Torturas y asesinatos: un informe acusa posibles “crímenes de lesa humanidad” en estado de excepción en El Salvador
Bajo la lupa el estado de excepción en El Salvador.
Desde el inicio de esa medida para combatir la violencia de las pandillas, en marzo de 2022 y hasta agosto de 2025, al menos 403 personas, incluidos cuatro niños, han muerto bajo custodia del Estado salvadoreño, según un informe del Grupo Internacional de Expertos para la Investigación de Violaciones de Derechos Humanos en el marco del Estado de Excepción en El Salvador (GIPES), presentado ante la Comisión Interamericana de Derechos Humanos.
Los casos documentados de desaparición forzada superan los 540, hasta febrero de 2025. Y miles de las 91.000 personas detenidas en virtud del régimen de excepción resultaron encarceladas sin que se cumpliera el debido proceso.
Entre quienes han sido recluidos en el Centro de Confinamiento del Terrorismo (el temible CECOT) y otras cárceles salvadoreñas se han detectado casos de golpizas, descargas eléctricas, desnudez forzada, privación de alimentos, falta de atención médica e incluso de ventilación.

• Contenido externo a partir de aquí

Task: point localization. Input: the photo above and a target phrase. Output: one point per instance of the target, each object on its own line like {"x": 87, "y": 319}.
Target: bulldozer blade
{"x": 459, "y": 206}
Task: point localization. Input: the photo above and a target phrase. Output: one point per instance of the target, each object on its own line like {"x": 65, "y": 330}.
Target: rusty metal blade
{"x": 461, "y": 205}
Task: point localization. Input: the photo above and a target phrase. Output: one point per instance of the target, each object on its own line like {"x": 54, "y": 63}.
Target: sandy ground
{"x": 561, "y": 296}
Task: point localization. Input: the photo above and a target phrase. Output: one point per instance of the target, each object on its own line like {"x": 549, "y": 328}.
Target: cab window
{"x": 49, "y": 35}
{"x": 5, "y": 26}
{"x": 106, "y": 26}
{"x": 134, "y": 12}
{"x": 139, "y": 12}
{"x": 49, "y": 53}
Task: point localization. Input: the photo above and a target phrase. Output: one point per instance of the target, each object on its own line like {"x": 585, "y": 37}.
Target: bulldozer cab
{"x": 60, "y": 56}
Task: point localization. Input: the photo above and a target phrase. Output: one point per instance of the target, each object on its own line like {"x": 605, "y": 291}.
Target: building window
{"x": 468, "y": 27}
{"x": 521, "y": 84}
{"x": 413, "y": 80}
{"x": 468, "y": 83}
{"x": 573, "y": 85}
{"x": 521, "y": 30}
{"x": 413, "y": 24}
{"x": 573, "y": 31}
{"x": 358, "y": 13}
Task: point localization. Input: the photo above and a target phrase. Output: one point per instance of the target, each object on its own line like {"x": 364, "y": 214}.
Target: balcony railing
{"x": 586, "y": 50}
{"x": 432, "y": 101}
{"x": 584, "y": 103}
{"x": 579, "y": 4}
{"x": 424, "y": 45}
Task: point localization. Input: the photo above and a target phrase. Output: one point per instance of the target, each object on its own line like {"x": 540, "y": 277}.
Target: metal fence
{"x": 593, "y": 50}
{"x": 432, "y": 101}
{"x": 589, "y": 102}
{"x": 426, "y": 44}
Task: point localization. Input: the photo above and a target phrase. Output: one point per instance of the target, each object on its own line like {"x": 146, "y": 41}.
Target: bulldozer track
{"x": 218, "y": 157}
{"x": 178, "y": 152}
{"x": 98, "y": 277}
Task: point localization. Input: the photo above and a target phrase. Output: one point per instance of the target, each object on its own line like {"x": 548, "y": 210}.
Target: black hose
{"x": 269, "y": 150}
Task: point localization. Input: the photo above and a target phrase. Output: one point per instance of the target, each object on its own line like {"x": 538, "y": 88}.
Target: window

Por tanto, el reporte señala que existen «motivos razonables» para creer que se están cometiendo crímenes de lesa humanidad, según lo define el artículo 7 del Estatuto de Roma de la Corte Penal Internacional (CPI). Y alega que las violaciones forman parte de una política de Estado «conocida e incluso promovida por las más altas esferas del Gobierno del presidente Nayib Bukele».
Todos estos hallazgos aparecieron reflejados en un documento de 275 páginas, elaborado a partir de informes oficiales, reportes de organismos de derechos humanos, cobertura de prensa, declaraciones de funcionarios públicos y entrevistas a más de 1.700 personas, entre ellas algunas víctimas.
El documento fue hecho público el 10 de marzo durante una audiencia de la Comisión Interamericana de Derechos Humanos (CIDH) en Guatemala.
«El informe concluye que existen bases razonables para creer que, en el marco del régimen de excepción, se están cometiendo crímenes de lesa humanidad conforme al artículo 7 del Estatuto de Roma de la Corte Penal Internacional (CPI)», concluye el reporte.
Los redactores, cinco expertos independientes de amplia trayectoria en la defensa de los derechos humanos, se apoyaron en organizaciones como la Fundación para el Debido Proceso (DPLF), la Comisión Internacional de Juristas (CIJ) y la Federación Internacional de Derechos Humanos (FIDH).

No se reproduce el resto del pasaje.